Modi’s concluding thought carried the weight of civilisational confidence. India’s direction is clear: AI is a shared resource for the welfare of humanity. Innovation must advance inclusion. Progress must integrate human values. And global trust must accompany technological acceleration.

In an age where algorithms shape perception, influence elections, recommend news, predict behaviour, and even compose thoughts, the greatest risk is not machine intelligence surpassing human intelligence. The greatest risk is human morality lagging behind machine capability.

The Prime Minister’s address did not pretend that regulation alone can solve the AI dilemma. Nor did it demonise technological progress. Instead, it called for a balance – innovation with inclusion, scale with sensitivity, ambition with accountability.

When technology and human trust move together, he said, the true impact of AI will be visible.

That may well be the defining test of this century.
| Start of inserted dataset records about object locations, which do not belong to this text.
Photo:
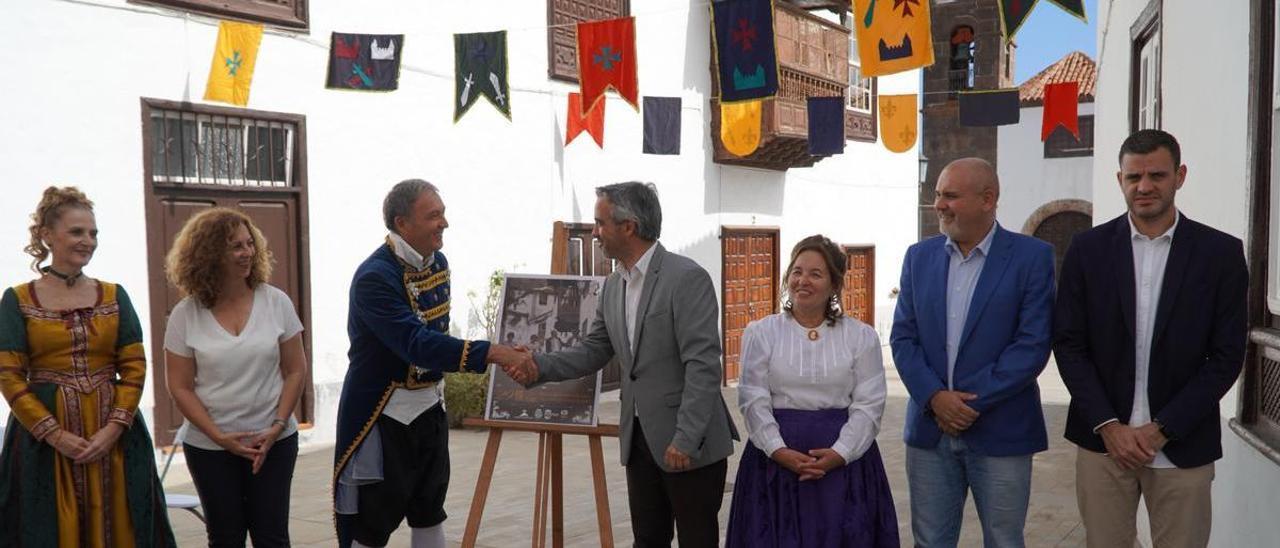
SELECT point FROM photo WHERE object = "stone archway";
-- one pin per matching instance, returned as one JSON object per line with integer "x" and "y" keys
{"x": 1057, "y": 222}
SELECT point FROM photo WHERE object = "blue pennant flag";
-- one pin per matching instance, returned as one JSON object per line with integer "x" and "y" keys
{"x": 745, "y": 56}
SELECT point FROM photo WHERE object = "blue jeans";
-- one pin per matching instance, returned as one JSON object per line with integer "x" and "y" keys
{"x": 940, "y": 479}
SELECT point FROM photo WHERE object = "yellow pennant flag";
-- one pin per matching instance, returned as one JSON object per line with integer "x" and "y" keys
{"x": 740, "y": 126}
{"x": 232, "y": 69}
{"x": 892, "y": 35}
{"x": 897, "y": 122}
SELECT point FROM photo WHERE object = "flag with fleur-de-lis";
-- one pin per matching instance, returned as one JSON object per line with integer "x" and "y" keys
{"x": 607, "y": 58}
{"x": 234, "y": 55}
{"x": 746, "y": 60}
{"x": 364, "y": 62}
{"x": 897, "y": 122}
{"x": 480, "y": 69}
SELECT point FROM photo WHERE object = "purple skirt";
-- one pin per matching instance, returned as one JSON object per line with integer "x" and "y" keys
{"x": 850, "y": 506}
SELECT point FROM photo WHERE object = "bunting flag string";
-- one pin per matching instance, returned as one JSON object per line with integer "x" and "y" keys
{"x": 232, "y": 69}
{"x": 892, "y": 36}
{"x": 1061, "y": 108}
{"x": 990, "y": 108}
{"x": 590, "y": 122}
{"x": 1013, "y": 13}
{"x": 744, "y": 49}
{"x": 480, "y": 69}
{"x": 897, "y": 122}
{"x": 662, "y": 126}
{"x": 826, "y": 126}
{"x": 364, "y": 62}
{"x": 607, "y": 58}
{"x": 740, "y": 126}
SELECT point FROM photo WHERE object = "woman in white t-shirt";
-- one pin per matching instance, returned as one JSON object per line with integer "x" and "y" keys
{"x": 236, "y": 368}
{"x": 812, "y": 393}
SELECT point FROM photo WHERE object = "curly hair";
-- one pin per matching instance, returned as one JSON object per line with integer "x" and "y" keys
{"x": 53, "y": 202}
{"x": 195, "y": 261}
{"x": 836, "y": 266}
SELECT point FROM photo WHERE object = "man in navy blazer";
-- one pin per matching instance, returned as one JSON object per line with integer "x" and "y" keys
{"x": 970, "y": 336}
{"x": 1150, "y": 334}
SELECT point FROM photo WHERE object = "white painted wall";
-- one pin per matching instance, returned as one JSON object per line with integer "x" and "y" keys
{"x": 1027, "y": 178}
{"x": 73, "y": 118}
{"x": 1206, "y": 106}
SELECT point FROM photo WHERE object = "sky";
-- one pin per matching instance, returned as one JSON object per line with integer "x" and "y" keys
{"x": 1050, "y": 33}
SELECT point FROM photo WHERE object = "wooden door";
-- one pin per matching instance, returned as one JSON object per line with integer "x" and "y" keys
{"x": 749, "y": 286}
{"x": 858, "y": 297}
{"x": 575, "y": 251}
{"x": 204, "y": 156}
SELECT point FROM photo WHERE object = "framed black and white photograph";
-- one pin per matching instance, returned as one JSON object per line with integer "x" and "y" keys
{"x": 545, "y": 314}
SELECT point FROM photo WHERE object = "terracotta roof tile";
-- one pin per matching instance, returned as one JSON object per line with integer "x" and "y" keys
{"x": 1075, "y": 67}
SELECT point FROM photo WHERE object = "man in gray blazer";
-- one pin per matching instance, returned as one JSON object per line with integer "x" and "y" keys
{"x": 658, "y": 315}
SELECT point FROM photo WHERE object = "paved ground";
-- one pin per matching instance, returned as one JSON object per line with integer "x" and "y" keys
{"x": 1052, "y": 520}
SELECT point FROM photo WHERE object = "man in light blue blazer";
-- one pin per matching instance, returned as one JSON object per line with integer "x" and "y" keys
{"x": 972, "y": 332}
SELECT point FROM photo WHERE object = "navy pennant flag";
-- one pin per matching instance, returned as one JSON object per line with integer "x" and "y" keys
{"x": 480, "y": 69}
{"x": 662, "y": 126}
{"x": 364, "y": 62}
{"x": 826, "y": 126}
{"x": 990, "y": 108}
{"x": 745, "y": 55}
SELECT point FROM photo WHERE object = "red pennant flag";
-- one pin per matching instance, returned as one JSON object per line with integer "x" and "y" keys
{"x": 593, "y": 122}
{"x": 1061, "y": 103}
{"x": 607, "y": 58}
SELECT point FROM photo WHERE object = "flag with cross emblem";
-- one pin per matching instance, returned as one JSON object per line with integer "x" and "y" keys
{"x": 746, "y": 60}
{"x": 234, "y": 55}
{"x": 607, "y": 58}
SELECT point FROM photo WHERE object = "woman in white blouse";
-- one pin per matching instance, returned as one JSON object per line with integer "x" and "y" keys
{"x": 236, "y": 368}
{"x": 813, "y": 394}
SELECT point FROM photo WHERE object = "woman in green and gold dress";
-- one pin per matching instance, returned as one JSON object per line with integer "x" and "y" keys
{"x": 77, "y": 467}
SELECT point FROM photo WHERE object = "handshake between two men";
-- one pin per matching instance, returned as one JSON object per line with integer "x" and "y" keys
{"x": 517, "y": 362}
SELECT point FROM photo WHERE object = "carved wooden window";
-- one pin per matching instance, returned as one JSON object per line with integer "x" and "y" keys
{"x": 860, "y": 96}
{"x": 562, "y": 18}
{"x": 1146, "y": 67}
{"x": 961, "y": 68}
{"x": 277, "y": 13}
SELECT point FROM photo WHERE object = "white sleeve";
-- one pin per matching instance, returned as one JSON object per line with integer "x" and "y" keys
{"x": 287, "y": 315}
{"x": 753, "y": 388}
{"x": 176, "y": 329}
{"x": 869, "y": 392}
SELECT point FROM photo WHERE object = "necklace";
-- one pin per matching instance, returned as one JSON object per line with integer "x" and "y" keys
{"x": 69, "y": 278}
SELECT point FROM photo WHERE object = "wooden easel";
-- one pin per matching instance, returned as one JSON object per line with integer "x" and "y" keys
{"x": 551, "y": 478}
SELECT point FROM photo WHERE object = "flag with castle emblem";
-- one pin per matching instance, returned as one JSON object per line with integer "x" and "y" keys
{"x": 897, "y": 122}
{"x": 364, "y": 62}
{"x": 607, "y": 58}
{"x": 746, "y": 60}
{"x": 480, "y": 69}
{"x": 234, "y": 54}
{"x": 892, "y": 35}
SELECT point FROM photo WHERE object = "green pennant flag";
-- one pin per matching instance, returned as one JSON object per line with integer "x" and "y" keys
{"x": 480, "y": 68}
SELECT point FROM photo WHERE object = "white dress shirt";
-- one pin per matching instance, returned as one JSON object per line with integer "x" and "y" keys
{"x": 1150, "y": 256}
{"x": 784, "y": 369}
{"x": 634, "y": 279}
{"x": 961, "y": 281}
{"x": 406, "y": 405}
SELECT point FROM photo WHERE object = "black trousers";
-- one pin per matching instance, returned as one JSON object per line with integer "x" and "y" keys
{"x": 238, "y": 502}
{"x": 415, "y": 478}
{"x": 691, "y": 499}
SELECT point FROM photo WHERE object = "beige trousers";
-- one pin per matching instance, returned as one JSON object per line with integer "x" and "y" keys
{"x": 1178, "y": 502}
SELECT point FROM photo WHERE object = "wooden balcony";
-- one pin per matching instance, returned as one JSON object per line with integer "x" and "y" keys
{"x": 813, "y": 62}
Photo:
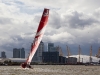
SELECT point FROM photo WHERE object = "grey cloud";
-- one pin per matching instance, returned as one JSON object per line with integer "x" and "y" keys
{"x": 55, "y": 20}
{"x": 4, "y": 21}
{"x": 75, "y": 21}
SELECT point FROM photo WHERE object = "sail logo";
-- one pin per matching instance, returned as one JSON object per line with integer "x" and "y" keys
{"x": 46, "y": 13}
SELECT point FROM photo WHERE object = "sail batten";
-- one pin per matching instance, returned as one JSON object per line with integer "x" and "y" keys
{"x": 38, "y": 37}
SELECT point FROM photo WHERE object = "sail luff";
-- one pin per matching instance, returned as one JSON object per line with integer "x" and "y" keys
{"x": 38, "y": 36}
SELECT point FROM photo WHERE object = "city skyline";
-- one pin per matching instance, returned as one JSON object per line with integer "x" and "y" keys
{"x": 71, "y": 22}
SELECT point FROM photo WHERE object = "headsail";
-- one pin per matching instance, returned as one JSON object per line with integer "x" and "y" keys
{"x": 38, "y": 37}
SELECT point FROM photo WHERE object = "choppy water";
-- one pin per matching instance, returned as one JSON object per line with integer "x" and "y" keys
{"x": 51, "y": 70}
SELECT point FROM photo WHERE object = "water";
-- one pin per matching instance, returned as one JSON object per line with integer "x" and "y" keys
{"x": 51, "y": 70}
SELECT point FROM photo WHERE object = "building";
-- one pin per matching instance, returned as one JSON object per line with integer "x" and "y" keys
{"x": 72, "y": 60}
{"x": 50, "y": 46}
{"x": 18, "y": 53}
{"x": 50, "y": 57}
{"x": 3, "y": 54}
{"x": 22, "y": 53}
{"x": 38, "y": 55}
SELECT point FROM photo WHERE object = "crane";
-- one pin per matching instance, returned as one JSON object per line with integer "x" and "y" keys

The India AI Impact Summit 2026 was not merely about computing power, datasets, or machine learning models. It was about a moral proposition: Can humanity build intelligence without losing wisdom?

If India’s approach prevails – service over supremacy, inclusion over insulation, ethics over excess – then AI could indeed become humanity’s greatest opportunity.

But if the world chooses power over purpose, we may build machines that are intelligent, yet indifferent.

The machine age has begun. The moral age must begin with it.

And in New Delhi, at Bharat Mandapam, a clear message was sent: The future of AI will not just be coded – it will be chosen.